Sánchez-Cruz Norberto, Pilón-Jiménez B Angélica, Medina-Franco José L
Department of Pharmacy, School of Chemistry, National Autonomous University of Mexico, Mexico City, Mexico City, 04510, Mexico.
F1000Res. 2019 Dec 10;8. doi: 10.12688/f1000research.21540.2. eCollection 2019.

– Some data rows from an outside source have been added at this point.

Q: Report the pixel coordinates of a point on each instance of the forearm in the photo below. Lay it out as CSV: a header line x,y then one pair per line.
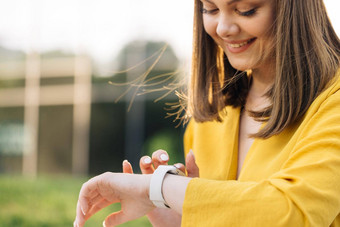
x,y
173,189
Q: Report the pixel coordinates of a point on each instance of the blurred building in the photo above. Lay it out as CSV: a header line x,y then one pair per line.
x,y
57,116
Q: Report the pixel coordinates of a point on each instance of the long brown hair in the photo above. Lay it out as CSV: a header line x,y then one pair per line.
x,y
307,53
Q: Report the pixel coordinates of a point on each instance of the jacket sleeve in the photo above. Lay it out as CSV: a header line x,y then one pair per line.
x,y
305,192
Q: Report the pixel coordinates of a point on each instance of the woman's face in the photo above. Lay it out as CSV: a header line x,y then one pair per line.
x,y
242,28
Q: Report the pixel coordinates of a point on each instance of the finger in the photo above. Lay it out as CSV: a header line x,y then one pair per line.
x,y
102,204
160,157
180,166
87,192
115,219
127,168
145,164
190,162
80,217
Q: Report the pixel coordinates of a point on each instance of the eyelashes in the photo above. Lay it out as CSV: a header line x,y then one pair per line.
x,y
247,13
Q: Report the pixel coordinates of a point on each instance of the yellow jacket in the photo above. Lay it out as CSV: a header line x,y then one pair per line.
x,y
292,179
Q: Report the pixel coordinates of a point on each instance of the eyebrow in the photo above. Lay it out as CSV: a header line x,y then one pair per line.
x,y
229,3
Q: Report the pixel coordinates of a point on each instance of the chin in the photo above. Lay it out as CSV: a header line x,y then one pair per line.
x,y
240,67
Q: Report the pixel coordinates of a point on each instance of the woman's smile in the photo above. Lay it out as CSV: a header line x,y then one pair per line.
x,y
239,46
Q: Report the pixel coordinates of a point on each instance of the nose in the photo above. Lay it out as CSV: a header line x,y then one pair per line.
x,y
226,27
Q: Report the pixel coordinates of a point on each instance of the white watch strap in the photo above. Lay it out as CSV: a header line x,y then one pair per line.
x,y
155,191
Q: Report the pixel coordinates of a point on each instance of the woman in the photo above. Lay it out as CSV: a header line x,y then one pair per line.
x,y
265,133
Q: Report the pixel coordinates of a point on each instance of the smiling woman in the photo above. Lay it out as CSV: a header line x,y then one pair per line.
x,y
262,145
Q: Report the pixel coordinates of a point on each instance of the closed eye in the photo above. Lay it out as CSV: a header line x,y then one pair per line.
x,y
246,13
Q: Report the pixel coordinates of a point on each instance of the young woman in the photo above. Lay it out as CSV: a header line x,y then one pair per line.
x,y
264,134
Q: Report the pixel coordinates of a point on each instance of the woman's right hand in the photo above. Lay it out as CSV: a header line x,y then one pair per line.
x,y
163,217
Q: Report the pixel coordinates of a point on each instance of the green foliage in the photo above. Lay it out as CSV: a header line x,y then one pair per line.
x,y
47,202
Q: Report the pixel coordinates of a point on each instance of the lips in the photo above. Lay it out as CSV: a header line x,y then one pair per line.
x,y
239,46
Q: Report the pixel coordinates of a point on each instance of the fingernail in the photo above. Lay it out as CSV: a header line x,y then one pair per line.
x,y
164,157
192,153
177,166
82,211
147,160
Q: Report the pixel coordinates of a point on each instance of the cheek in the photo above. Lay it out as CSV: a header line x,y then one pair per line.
x,y
209,27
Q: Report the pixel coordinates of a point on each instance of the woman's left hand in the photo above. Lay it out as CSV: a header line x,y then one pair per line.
x,y
131,190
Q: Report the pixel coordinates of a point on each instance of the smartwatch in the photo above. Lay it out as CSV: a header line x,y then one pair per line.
x,y
157,178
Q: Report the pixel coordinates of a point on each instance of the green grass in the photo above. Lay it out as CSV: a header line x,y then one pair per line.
x,y
47,202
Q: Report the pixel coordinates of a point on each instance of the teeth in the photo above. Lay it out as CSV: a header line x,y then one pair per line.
x,y
238,45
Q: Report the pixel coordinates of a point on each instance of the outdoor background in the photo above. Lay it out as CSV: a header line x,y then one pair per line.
x,y
85,84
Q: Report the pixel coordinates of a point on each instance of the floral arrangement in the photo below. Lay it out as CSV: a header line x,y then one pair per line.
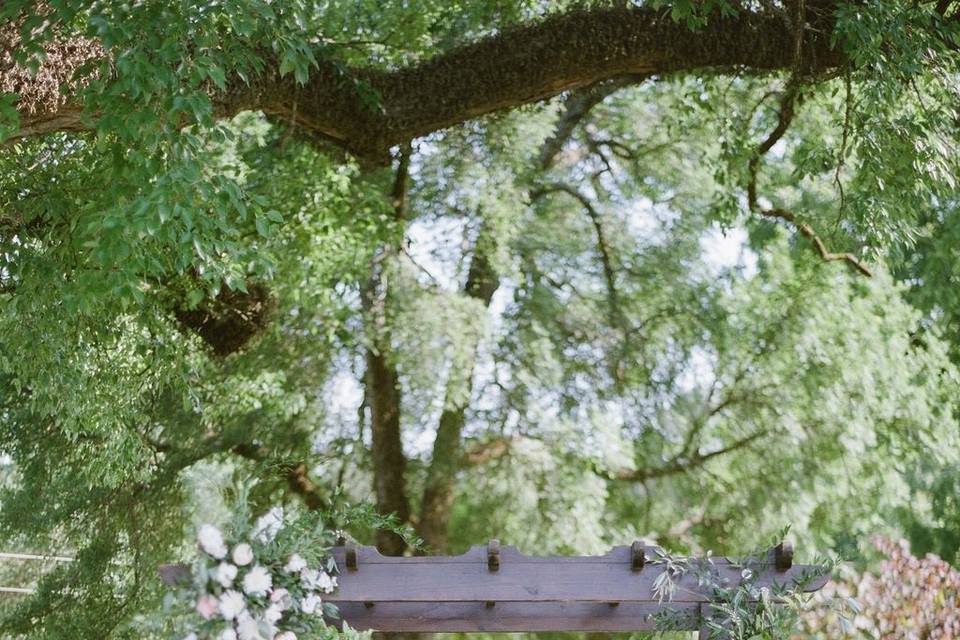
x,y
267,585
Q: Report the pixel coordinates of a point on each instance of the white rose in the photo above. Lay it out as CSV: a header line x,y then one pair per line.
x,y
295,563
326,583
310,579
242,554
311,604
211,541
281,597
225,573
232,604
249,628
273,614
257,581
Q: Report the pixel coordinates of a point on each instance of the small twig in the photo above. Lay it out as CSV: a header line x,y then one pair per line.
x,y
784,119
841,158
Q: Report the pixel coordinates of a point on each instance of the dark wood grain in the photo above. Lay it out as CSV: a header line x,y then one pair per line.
x,y
462,617
521,578
473,593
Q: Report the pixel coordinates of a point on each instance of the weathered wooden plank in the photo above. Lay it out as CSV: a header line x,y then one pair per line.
x,y
464,617
520,578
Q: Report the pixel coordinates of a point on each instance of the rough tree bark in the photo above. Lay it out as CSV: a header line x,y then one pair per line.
x,y
383,383
481,284
515,66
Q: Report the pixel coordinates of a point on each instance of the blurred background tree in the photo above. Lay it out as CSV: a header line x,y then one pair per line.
x,y
567,274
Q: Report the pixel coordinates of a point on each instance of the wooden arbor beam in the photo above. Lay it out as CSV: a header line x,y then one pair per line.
x,y
497,588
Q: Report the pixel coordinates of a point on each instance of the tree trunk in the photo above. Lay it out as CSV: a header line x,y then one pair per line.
x,y
482,283
383,385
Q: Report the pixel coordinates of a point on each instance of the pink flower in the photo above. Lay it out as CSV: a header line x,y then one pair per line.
x,y
207,606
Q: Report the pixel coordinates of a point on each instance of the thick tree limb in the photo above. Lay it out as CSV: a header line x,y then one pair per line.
x,y
514,67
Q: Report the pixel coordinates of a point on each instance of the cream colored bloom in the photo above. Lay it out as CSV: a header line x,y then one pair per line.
x,y
211,541
232,604
225,573
273,614
257,582
311,604
295,563
242,554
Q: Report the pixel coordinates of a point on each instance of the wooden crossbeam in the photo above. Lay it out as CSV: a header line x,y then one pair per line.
x,y
498,588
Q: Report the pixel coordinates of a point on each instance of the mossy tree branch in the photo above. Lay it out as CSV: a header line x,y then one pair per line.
x,y
517,66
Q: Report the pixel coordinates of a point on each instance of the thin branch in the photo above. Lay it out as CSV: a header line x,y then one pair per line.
x,y
682,465
603,246
784,119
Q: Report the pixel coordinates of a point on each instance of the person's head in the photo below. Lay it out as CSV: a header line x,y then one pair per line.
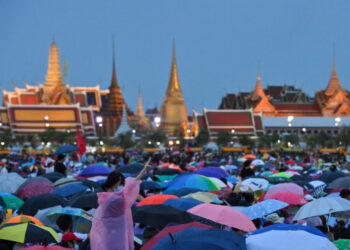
x,y
64,222
345,193
70,240
114,180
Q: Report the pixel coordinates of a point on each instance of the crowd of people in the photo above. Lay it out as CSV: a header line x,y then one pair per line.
x,y
119,188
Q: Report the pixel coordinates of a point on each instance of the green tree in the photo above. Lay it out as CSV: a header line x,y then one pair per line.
x,y
223,138
202,138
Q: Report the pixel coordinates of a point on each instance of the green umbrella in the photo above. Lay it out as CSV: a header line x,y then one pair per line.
x,y
342,244
10,201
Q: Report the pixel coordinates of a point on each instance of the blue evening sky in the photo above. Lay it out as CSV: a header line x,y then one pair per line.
x,y
218,44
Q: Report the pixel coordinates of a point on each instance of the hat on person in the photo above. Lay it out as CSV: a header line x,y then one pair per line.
x,y
274,218
69,237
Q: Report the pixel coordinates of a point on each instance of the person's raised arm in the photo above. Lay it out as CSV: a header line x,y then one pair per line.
x,y
144,170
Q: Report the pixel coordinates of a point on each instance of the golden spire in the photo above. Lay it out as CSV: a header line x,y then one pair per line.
x,y
259,91
334,84
54,77
173,85
139,110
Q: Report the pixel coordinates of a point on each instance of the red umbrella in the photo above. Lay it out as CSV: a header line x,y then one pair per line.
x,y
31,189
288,197
171,229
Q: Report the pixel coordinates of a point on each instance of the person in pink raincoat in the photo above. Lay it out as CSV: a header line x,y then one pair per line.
x,y
112,226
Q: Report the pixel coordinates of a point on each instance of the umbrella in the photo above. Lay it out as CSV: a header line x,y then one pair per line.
x,y
65,181
69,190
201,238
133,168
261,209
53,176
323,206
147,185
224,215
182,203
202,196
216,172
42,201
10,201
94,170
156,199
257,162
39,247
24,219
28,233
184,191
160,215
342,244
85,201
10,182
42,216
288,197
255,183
171,229
168,171
288,237
285,187
330,176
66,149
249,156
340,183
193,181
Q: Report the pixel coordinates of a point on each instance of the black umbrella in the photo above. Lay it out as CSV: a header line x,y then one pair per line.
x,y
168,171
53,177
330,176
300,178
133,168
304,184
85,201
42,201
340,183
160,215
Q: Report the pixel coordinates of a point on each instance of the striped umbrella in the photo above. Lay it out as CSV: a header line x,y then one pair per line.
x,y
28,233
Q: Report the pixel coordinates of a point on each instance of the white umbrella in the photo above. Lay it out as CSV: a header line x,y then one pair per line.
x,y
288,240
324,206
255,183
9,183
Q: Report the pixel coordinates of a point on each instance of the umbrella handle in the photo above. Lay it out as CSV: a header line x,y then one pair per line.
x,y
172,238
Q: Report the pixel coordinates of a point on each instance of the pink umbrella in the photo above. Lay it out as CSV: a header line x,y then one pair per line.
x,y
285,187
288,197
171,229
224,215
31,189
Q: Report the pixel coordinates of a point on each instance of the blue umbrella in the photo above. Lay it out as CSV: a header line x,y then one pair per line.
x,y
263,208
182,203
66,149
150,185
291,227
216,172
69,189
182,191
200,238
95,170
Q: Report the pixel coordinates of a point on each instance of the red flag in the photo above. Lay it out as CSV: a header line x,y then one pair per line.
x,y
80,142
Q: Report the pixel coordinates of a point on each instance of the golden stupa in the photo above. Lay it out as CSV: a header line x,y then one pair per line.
x,y
174,120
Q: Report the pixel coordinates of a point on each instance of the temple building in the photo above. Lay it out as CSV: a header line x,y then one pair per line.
x,y
112,108
286,100
139,121
174,120
53,104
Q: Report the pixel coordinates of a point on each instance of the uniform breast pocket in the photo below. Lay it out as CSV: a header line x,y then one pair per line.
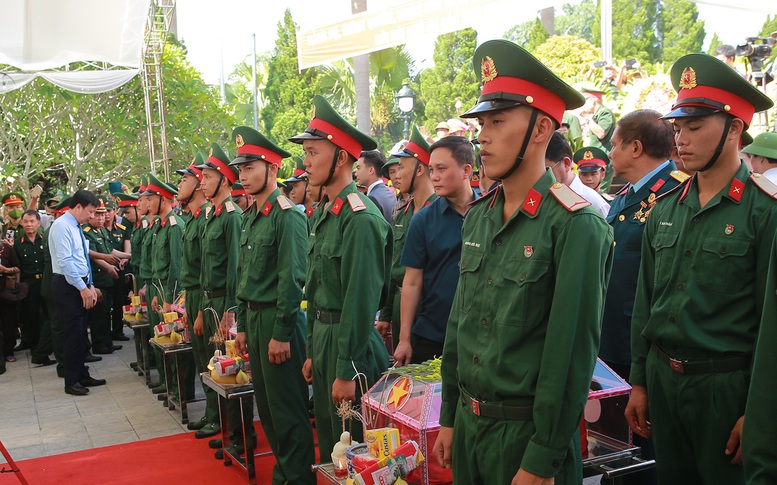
x,y
665,247
527,288
723,265
468,278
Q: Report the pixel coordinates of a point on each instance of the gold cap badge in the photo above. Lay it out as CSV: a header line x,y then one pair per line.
x,y
488,69
688,79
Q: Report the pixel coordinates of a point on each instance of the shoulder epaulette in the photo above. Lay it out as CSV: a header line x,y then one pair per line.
x,y
567,197
284,203
356,203
764,184
679,175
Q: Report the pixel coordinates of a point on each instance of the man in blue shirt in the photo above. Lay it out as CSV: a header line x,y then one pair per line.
x,y
432,252
72,288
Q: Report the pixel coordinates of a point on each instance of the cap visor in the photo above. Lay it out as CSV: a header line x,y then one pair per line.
x,y
490,105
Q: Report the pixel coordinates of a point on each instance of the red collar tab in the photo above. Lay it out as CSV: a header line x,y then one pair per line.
x,y
736,189
657,186
261,152
267,208
338,137
532,202
337,206
224,169
536,96
418,152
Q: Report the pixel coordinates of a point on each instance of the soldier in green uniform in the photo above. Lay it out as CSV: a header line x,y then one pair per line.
x,y
523,332
414,170
349,264
271,325
34,324
218,276
103,274
120,237
165,254
190,196
702,284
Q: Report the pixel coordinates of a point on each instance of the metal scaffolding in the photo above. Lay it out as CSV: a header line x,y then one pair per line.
x,y
160,18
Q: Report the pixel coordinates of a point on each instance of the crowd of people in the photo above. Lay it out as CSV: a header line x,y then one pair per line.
x,y
507,257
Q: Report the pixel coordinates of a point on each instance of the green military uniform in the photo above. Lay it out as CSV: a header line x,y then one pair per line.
x,y
524,326
349,260
418,148
701,288
33,322
273,244
99,315
219,272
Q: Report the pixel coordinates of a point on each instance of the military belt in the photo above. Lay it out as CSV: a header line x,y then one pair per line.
x,y
496,409
703,366
255,305
330,317
214,293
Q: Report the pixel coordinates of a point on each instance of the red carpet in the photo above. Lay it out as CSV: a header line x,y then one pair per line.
x,y
178,459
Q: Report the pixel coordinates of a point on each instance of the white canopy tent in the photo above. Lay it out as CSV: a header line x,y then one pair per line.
x,y
43,37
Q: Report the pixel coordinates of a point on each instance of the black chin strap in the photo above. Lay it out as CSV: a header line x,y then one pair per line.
x,y
721,143
332,169
524,146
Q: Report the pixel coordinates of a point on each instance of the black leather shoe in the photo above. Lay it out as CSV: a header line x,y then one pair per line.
x,y
76,390
195,425
92,382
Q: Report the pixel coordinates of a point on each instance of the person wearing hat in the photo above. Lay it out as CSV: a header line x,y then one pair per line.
x,y
600,123
14,208
763,155
348,274
523,331
271,326
559,159
413,160
591,165
701,286
220,248
103,273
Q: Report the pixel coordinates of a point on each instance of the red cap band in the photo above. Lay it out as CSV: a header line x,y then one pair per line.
x,y
738,106
338,137
224,169
419,152
542,99
267,155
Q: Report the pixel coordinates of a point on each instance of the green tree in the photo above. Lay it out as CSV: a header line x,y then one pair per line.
x,y
567,56
451,78
577,20
289,91
634,26
680,30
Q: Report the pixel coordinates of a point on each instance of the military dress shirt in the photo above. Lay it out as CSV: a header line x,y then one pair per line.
x,y
703,273
273,244
524,326
349,265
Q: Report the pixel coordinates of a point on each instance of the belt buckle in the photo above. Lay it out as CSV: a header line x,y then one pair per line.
x,y
676,365
474,405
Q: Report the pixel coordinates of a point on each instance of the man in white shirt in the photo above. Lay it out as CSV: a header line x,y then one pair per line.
x,y
763,155
558,158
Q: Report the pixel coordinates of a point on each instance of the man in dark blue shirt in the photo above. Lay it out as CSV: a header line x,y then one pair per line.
x,y
432,252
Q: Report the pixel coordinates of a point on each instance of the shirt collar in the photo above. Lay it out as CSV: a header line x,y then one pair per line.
x,y
644,180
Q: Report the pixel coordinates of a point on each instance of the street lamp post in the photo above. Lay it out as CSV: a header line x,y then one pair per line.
x,y
405,98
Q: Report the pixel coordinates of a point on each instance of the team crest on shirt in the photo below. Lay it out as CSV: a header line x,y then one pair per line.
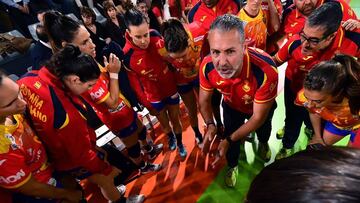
x,y
13,144
246,86
293,24
247,99
307,58
37,85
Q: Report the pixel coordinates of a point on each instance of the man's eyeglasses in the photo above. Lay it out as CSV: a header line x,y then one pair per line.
x,y
313,41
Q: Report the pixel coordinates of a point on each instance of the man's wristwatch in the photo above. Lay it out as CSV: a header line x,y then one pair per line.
x,y
209,123
228,138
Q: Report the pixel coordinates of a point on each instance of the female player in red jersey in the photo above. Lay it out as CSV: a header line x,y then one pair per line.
x,y
332,93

Natural product databases are important in drug discovery and other research areas. An analysis of its structural content, as well as functional group occurrence, provides a useful overview, as well as a means of comparison with related databases. BIOFACQUIM is an emerging database of natural products characterized and isolated in Mexico. Herein, we discuss the results of a first systematic functional group analysis and global diversity of an updated version of BIOFACQUIM. BIOFACQUIM was augmented through a literature search and data curation. A structural content analysis of the dataset was performed. This involved a functional group analysis with a novel algorithm to automatically identify all functional groups in a molecule and an assessment of the global diversity using consensus diversity plots. To this end, BIOFACQUIM was compared to two major and large databases: ChEMBL 25, and a herein assembled collection of natural products with 169,839 unique compounds. The structural content analysis showed that 15.7% of compounds and 11.6% of scaffolds present in the current version of BIOFACQUIM have not been reported in the other large reference datasets. It also gave a diversity increase in terms of scaffolds and molecular fingerprints regarding the previous version of the dataset, as well as a higher similarity to the assembled collection of natural products than to ChEMBL 25, in terms of diversity and frequent functional groups. A total of 148 natural products were added to BIOFACQUIM, which meant a diversity increase in terms of scaffolds and fingerprints. Regardless of its relatively small size, there are a significant number of compounds and scaffolds that are not present in the reference datasets, showing that curated databases of natural products, such as BIOFACQUIM, can serve as a starting point to increase the biologically relevant chemical space.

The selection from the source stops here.